On Wed, Jul 20, 2005 at 05:56:12AM -0700, Steve Peters via RT wrote:
> > Resubmitting a bug report of mine back from February;
> > this time through the proper channel (perlbug, not p5p).
> >
> > [paste]
> >
> > While editing my Damn Book I re-remembered that couple of months back
> > I ran into an anomaly in the handling of bitvectors.
> >
> > Fiction: you have a bitvector which you want to shift.
> >
> > The current (5.005_03-MT5) fact:
> >
> > perl -wle '$b = ""; vec($b, 0, 1) = 1;print unpack("b*",
> > $b);$b<<=1;print unpack("b*", $b)'
> > 10000000
> > 00001100
> >
> > Huh? Adding -w tells more, as usual:
> > Argument "^A" isn't numeric in left_shift at -e line 1.
> >
> > So left_shift assumes that the argument to shift is a number, but "^A"

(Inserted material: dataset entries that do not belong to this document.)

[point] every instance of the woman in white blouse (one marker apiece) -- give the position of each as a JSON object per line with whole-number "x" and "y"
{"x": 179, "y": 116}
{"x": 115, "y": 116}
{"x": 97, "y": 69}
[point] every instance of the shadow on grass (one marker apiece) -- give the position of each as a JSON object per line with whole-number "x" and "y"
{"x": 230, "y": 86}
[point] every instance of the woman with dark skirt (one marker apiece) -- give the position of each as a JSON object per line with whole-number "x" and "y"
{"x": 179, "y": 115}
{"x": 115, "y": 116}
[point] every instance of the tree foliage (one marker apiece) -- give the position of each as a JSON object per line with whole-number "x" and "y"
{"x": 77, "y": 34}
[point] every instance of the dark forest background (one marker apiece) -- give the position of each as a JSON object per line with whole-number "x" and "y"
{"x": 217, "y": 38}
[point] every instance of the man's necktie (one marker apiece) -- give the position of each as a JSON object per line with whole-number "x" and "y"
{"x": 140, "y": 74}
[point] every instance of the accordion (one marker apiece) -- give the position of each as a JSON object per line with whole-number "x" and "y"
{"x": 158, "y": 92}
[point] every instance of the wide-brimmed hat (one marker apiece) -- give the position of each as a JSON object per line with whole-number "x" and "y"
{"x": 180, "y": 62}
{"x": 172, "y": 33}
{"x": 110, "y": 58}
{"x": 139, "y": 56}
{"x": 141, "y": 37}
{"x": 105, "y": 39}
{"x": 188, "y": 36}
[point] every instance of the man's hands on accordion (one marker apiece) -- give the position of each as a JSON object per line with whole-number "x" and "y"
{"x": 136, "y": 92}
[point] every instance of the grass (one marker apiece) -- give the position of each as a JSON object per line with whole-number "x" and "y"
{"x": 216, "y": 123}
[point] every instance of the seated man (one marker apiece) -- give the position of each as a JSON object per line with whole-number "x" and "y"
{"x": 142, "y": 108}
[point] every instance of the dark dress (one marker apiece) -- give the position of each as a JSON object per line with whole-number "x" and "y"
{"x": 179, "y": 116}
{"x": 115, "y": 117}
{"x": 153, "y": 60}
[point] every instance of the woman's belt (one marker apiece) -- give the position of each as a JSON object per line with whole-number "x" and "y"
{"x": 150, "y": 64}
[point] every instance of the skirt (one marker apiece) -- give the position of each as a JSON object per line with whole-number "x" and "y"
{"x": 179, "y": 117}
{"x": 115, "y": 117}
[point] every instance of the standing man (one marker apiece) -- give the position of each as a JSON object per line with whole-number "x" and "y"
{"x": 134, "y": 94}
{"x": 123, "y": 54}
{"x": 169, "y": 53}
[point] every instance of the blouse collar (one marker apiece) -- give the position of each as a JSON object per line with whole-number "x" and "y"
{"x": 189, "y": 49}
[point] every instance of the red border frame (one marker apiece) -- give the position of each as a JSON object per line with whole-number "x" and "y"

> > isn't, so it gets converted to string zero "0" (48, 0x30, 0b0000110).
> >
> > I consider this behaviour to be rather broken. I think
> >
> > $b <<= 1
> >
> > should shift the whole bitvector left by one position and
> >
> > vec($b, 2, 8) >>= 2
> >
> > should shift the bits 16..23 right by two positions (of course not
> > leaking into bits 8..15).
> >
>
> Just so we're clear, and to add a proper TODO test case, what would you
> consider the proper output to be?
I am opposed to such a change in behaviour.
<<= operates on numeric values, while vec operates on strings.
vec($b,0,1) = 1
is just the same as
$b = "\x0\x0\x0\x01"
(ignoring endianess and int size complications)
If the << and >> operators were to take any string as a bit pattern, then
it would break code like:
$b="1"; $b <<= 2; print $b
which should print 4, not "\xc4".
--
The Enterprise is captured by a vastly superior alien intelligence which
does not put them on trial.
-- Things That Never Happen in "Star Trek" #10